A Study of Mircera (C.E.R.A.) in Patients With Pre-Dialysis Chronic Renal Anemia

This study has been completed.
Information provided by (Responsible Party):
Hoffmann-La Roche
ClinicalTrials.gov Identifier:
First received: April 20, 2011
Last updated: August 17, 2015
Last verified: August 2015

This single arm, open label, multicenter study will evaluate the safety and change in hemoglobin levels of Mircera (C.E.R.A.; methoxy polyethylene glycol-epoetin beta) in patients with chronic renal anemia who are not on dialysis. Patients will receive as a recommended starting dose 1.2 micrograms of Mircera subcutaneously every 4 weeks. The starting dose is dependent on the patient's weight. Dose adjustment may be required due to inadequate or excessive treatment response. The anticipated time on study treatment is 28 weeks.

Condition Intervention Phase
Drug: methoxy polyethylene glycol-epoetin beta [Mircera]
Phase 4

Study Type: Interventional
Study Design: Allocation: Non-Randomized
Endpoint Classification: Safety/Efficacy Study
Intervention Model: Single Group Assignment
Masking: Open Label
Primary Purpose: Treatment
Official Title: A Single Arm, Open Label, Multicenter Phase IIIb/IV Clinical Trial to Assess the Efficacy, Safety and Tolerability of Monthly Administration of C.E.R.A. for the Treatment of Not on Dialysis Chronic Renal Anemia Not Currently Treated With ESA

Resource links provided by NLM:

Further study details as provided by Hoffmann-La Roche:

Primary Outcome Measures:
  • Change in hemoglobin concentration [ Time Frame: Week 28 ] [ Designated as safety issue: No ]
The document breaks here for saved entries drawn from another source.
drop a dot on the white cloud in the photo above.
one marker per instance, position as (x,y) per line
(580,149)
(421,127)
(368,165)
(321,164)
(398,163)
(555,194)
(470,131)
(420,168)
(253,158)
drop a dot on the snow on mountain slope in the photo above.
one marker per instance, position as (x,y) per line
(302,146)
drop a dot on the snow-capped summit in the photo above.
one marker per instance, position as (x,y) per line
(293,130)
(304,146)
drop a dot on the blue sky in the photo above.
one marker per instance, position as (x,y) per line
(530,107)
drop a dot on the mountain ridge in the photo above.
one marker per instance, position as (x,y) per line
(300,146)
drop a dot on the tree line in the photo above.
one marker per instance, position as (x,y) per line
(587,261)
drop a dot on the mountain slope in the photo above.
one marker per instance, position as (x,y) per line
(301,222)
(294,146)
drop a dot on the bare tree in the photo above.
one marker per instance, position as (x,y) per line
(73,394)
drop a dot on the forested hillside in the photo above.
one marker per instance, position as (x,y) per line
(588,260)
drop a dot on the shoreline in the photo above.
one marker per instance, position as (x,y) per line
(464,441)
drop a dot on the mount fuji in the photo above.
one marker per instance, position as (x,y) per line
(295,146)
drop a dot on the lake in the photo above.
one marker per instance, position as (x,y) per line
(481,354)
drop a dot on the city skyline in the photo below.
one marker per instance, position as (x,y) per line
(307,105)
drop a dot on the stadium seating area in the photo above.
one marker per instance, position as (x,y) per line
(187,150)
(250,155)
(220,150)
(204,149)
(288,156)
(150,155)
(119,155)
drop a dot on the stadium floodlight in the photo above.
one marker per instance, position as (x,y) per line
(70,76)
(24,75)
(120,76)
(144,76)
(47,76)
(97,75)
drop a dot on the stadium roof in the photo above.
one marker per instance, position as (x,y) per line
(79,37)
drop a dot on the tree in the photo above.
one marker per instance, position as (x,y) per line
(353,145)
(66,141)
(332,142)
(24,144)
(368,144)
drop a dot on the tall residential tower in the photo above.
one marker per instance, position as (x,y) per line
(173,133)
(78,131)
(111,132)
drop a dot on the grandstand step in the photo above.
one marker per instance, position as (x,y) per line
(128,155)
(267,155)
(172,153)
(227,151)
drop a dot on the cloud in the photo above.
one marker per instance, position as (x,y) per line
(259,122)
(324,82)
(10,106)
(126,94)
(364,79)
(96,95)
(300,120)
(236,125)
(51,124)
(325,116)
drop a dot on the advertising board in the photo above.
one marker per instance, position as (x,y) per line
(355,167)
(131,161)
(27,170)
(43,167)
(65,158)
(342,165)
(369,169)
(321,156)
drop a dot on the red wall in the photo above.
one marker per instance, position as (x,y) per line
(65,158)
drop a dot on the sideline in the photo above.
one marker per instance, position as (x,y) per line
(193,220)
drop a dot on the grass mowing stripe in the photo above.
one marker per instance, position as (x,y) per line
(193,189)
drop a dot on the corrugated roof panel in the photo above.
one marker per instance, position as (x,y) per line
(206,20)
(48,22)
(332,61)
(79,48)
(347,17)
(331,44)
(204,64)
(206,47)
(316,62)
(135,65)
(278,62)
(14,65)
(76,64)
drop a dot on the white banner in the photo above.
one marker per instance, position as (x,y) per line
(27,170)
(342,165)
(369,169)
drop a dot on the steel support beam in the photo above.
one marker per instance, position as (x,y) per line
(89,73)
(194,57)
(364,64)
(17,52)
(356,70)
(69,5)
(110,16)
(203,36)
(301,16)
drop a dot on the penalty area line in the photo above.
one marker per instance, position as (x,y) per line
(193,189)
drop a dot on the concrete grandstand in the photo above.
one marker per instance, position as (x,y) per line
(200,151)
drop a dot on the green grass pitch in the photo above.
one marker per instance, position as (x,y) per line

Secondary Outcome Measures:
  • Safety: Incidence of adverse events [ Time Frame: 32 weeks ] [ Designated as safety issue: No ]

Enrollment: 73
Study Start Date: July 2011
Study Completion Date: November 2012
Primary Completion Date: November 2012 (Final data collection date for primary outcome measure)
Arms Assigned Interventions
Experimental: Single Arm Drug: methoxy polyethylene glycol-epoetin beta [Mircera]
Recommended starting dose 1.2 micrograms/kg subcutaneously every 4 weeks (depending on patient's weight). Dose adjustment may be required in the event of inadequate or excessive treatment response.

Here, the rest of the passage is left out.